Photos by Jamie Plain
Moss, who took over the business from his grandfather, Jessie Frakes, loves the idea of passing his business down to a family member, but says that is not feasible at this point. Instead, he plans to spread the word through a variety of channels – including trade magazines and local realtors, to find a person who wants to live in Owensboro and own and run a shoe repair shop. While Moss is willing to train and work with the next owner, he does not want to employ the person or own any of the business.
Moss wants the next owner to purchase the shop before he trains them, so the new owner is personally invested in the endeavor. “Anybody can learn this trade,” he says, noting that the need is high and that is unlikely to change. After the passing of Don Raines, who owned the Shoe Hospital on 4th and Frederica for decades, and was more of a friend than competitor to Moss, Moss says he was so busy he literally couldn’t keep up. In the last 6 months, he has only opened his shop Mondays, Tuesdays, and Wednesday, 7 a.m. to 6 p.m. Though he works Thursday, Friday, and Saturday, as well. Closing the door to drop offs three days a week was the only way he could keep up with his work.
“I have great customers, and I love to talk,” Moss said. “Some people come by just to talk,” he added. The ebb and flow of customers varies, he says, but not a day goes by when the shop is open that he doesn’t get new customers. Moss requires payment before he does work on shoes and boots to avoid folks deciding not to pick up their newly redone shoes. He admits his work can feel costly, but most people are surprisingly attached to their favorite footwear. The statements he most often hears in justification of repairing shoes that may not have been expensive in the first place are, “they are just so comfortable,” and “I can’t find any others like them,” he says. Often, repairing shoes with a non-leather sole involves Moss’s least favorite process – glue jobs. ”I’d rather do anything than that,” he says. As far as the most well-made shoes he sees come in and out, Moss says dress shoes by Allen Edmonds are the finest as far as he’s concerned.
Anyone who has been a customer of Moss’s knows that when you get an item back from Terry Moss, it almost always comes to you with a Bible verse or inspirational poem tucked inside. After getting saved about ten years into owning the shop, he found himself wondering how he could glorify God through his business. He was inspired by a preacher he knew who handed out gospel tracks and decided to follow in his footsteps. Moss says he receives semi-regular feedback from people regarding his ministry. “Recently, a man texted that he received a Psalm in his shoe from me and he said, ‘I really needed that.’”

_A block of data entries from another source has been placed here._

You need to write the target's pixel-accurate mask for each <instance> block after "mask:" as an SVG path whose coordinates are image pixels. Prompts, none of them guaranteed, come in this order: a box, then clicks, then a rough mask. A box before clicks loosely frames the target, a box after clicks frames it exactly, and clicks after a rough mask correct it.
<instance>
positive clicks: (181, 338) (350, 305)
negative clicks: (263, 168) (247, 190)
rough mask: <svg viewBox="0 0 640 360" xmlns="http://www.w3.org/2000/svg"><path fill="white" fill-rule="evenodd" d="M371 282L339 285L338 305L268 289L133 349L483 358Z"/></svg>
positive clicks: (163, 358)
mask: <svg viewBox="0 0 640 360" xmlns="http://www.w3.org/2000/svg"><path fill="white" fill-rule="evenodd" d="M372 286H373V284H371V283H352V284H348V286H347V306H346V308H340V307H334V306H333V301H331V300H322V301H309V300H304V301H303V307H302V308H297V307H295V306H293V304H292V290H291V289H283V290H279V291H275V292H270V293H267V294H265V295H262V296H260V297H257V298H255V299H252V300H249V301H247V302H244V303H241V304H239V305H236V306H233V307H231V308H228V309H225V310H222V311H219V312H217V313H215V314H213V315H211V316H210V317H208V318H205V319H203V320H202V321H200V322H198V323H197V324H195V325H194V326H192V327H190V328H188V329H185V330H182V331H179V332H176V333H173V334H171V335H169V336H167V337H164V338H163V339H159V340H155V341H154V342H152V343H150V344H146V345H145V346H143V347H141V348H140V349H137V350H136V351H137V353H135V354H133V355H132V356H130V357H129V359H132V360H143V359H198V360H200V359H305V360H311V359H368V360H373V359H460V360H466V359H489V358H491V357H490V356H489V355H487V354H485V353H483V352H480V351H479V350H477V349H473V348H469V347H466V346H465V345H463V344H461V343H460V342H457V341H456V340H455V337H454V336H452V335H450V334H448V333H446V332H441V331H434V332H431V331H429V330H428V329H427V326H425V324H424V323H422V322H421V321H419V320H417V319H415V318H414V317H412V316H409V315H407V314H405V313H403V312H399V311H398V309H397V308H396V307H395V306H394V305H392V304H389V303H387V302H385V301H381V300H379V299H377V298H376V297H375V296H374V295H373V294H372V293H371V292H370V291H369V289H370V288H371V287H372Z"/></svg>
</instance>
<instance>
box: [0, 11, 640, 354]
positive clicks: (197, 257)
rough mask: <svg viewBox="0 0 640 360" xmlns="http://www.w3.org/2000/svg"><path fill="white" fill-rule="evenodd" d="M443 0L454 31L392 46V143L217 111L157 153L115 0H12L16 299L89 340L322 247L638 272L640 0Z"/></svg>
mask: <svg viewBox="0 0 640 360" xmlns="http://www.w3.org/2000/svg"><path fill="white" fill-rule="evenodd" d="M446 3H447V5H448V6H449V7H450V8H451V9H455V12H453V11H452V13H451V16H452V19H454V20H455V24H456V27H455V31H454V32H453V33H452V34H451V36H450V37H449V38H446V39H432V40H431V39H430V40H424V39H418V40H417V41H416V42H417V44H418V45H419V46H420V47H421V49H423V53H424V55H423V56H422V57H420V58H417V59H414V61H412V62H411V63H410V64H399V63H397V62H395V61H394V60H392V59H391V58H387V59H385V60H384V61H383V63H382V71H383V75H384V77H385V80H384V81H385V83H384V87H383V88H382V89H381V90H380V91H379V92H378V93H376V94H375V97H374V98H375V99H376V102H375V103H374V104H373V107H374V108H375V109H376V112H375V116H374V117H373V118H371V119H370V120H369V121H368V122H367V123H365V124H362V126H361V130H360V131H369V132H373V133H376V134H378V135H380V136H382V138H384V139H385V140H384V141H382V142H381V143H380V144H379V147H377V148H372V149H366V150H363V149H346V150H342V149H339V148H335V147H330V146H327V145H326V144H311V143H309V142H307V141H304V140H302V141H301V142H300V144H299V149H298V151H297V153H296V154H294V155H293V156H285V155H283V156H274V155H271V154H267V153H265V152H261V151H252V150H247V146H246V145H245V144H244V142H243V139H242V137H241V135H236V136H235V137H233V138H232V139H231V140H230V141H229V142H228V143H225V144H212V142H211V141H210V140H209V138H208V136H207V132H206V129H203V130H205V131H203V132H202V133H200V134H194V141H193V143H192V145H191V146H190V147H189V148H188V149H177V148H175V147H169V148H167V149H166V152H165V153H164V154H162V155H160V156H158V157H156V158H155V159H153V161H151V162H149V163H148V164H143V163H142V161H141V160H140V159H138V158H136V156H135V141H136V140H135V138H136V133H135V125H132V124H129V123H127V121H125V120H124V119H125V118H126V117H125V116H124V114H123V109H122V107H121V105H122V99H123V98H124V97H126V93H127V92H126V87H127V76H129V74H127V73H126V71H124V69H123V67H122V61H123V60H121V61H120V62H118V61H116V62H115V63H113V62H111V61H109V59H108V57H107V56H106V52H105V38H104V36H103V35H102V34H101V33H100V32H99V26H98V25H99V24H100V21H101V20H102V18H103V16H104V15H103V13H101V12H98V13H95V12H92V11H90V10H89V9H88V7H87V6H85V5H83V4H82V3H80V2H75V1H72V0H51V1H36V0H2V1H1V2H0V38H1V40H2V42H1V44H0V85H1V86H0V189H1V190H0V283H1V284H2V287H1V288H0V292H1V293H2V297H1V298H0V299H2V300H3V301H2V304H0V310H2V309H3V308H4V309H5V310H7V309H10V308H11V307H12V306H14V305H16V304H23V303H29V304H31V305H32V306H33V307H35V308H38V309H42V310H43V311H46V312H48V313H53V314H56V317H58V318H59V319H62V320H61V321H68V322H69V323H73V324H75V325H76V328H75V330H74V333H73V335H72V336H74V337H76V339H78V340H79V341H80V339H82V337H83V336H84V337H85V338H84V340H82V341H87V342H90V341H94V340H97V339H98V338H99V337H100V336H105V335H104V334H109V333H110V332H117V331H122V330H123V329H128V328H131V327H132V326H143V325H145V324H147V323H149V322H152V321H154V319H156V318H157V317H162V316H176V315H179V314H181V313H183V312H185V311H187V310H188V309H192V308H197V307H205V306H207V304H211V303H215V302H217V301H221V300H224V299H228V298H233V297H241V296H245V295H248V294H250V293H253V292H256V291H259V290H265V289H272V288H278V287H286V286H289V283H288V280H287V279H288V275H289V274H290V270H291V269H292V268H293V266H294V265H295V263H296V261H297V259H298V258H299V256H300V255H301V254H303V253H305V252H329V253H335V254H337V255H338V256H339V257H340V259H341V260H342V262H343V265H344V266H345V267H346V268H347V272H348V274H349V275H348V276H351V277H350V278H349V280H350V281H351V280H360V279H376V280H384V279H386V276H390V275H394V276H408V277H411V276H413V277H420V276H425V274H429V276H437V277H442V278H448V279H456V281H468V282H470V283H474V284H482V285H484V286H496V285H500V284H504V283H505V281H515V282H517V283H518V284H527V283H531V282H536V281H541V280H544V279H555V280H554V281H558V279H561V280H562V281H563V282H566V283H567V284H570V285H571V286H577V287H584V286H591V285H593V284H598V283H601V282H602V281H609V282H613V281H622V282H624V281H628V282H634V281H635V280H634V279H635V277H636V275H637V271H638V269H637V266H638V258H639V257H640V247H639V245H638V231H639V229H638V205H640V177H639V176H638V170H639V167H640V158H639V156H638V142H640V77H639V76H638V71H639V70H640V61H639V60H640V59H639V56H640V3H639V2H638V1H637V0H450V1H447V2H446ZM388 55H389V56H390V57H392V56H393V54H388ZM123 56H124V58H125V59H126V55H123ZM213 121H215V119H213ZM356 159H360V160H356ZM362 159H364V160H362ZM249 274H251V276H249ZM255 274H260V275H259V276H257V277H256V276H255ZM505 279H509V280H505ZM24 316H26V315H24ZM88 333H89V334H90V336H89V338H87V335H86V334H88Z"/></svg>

Moss says he has never had to advertise, which should be an appealing aspect for a prospective buyer. His location, across from the Farmers Market, has proved fruitful, and he says he has enjoyed seeing the area improve over the years. There’s no timetable on Moss’s departure, and he seems optimistic that the right buyer will come along. “I’m not going anywhere just yet,” he says, reiterating his promise to train the next owner. “Owensboro needs a full-service shoe and leather shop.”